İmanın kabul olunması hazır ve gözle görülende değil, gayb ve gelecekle ilgili
olmasında, âşikâre değil delilli olmasında ve gelecek için bir hayır kazanmağa
imkan bulunacak kadar önce bulunmasındadır. Olacak olmaya başladıktan sonra
inanmakta fayda yoktur. Olacağa, olmadan önce inanmalı ki, zararından kurtulmak
için işe yarayacak hazırlıkta bulunulabilsin. Mesela "Bir gün gelecek ki,
inkârcıların, yalancıların, kötülerin, suçlu günahkârların cezası verilecek;
bir gün gelecek ki, alım satım olmayacak, dostluk, şefaat yapılmayacak, kimse
kimseden bir iyilik görmeyecek" denildiği zaman, "Öyle şey mi olur,
hele bakalım, o gün gelsin de çaresine bakarız" deyip de inanmayan, inanıp
da öyle bir güne yarar bir iyilik kazanmayan kimseler, o günün geldiğini görüp,
içine düştükleri zaman, ister istemez inanırlarsa da, o gün bu imandan
kendileri için hiçbir fayda olmaz, iş işten geçmiş bulunur. Kısaca, Yüce
Allah'ın iki türlü "âyetleri" vardır. Bir kısmı gelecekteki olayları
yokluklarında, yani gerçekleşmeden önce haber verip bildiren âyetler ve
delillerdir ki, sonunda faydası olacak iman, bu âyetleri onaylayıp inanmaktır.
Ahiret bununla kazanılır. Peygamber, Kitap, ilim bu âyetlerdendir; mümin ve
kâfir farkı bu âyetlere göredir.
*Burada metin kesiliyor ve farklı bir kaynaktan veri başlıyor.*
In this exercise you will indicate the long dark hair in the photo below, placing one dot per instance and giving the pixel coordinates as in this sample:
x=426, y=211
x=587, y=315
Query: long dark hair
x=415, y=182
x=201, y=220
Yüce Allah'ın diğer bazı âyetleri de vardır
ki, bunlar olayların fiilen gerçekleşmeye başladıklarını ve ilâhî kudretin
halen tecellisini gösterirler ve önceki âyetlerin tercümesi ve tasdikçisi
doğrulayıcısı olurlar. Bunlar gelince hükmünü zorunlu olarak yerine getirir,
inanmama ihtimali kalmaz, fakat inanmanın faydası olmaz. Bundan kurtulursa önce
haberi olup da inanan ve ona göre korunabilenler kurtulurlar. Şimdi, önceki
âyetler türünden olan Kur'ân'ın bu âyeti ve bu bölümü bu şekilde gösteriyor ki,
bu ikinci kısım âyetler de bir gün olup gelecektir. Ve bu gün bu âyetleri
yalanlayan ve halkı doğru yoldan saptıranlar o gün o inanmadıkları olayları
görüp inanacaklar, fakat onlara olmadan önce iman etmeyen veya imanında bir
hayır kazanmayanlara o gün imanları hiçbir fayda sağlamayacaktır. Şu halde
imanlarından kesin olarak yararlanabilecek olanlar o günden önce iman etmiş ve
imanında hayır kazanmış olan, yani iman ile ameli salihi toplamış
bulunanlardır. Bununla beraber, önce iman etmiş, fakat bir hayır kazanmamış
olanlar, aynı şekilde sonraki imanın da olsun bir hayır kazanmaya imkan bulmuş
olanların imanlarının faydasız kalmayacağı da anlaşılıyor, Çünkü cümlesi
cümlesine atfedilmiştir. Bu şekilde nefyi, imanın öne geçmesi veya imanda hayır
kazanmak, bu ikisine tekrar ile müteallık olarak nefse sıfat olduğundan o gün,
ne imanın öne geçmesi, ne de imanda hayır kazanmak, hiçbirisi bulunmayan
kimseye imanın faydası olmayacağını ifade eder. Şu halde hem imanın öne geçmesi
(önceden iman edilmesi), hem imanda hayır kazanmak, ikisi veyahut en az birisi
bulunan o gün, Mu'tezile'nin dediği gibi imanı fayda etmez denemeyecektir.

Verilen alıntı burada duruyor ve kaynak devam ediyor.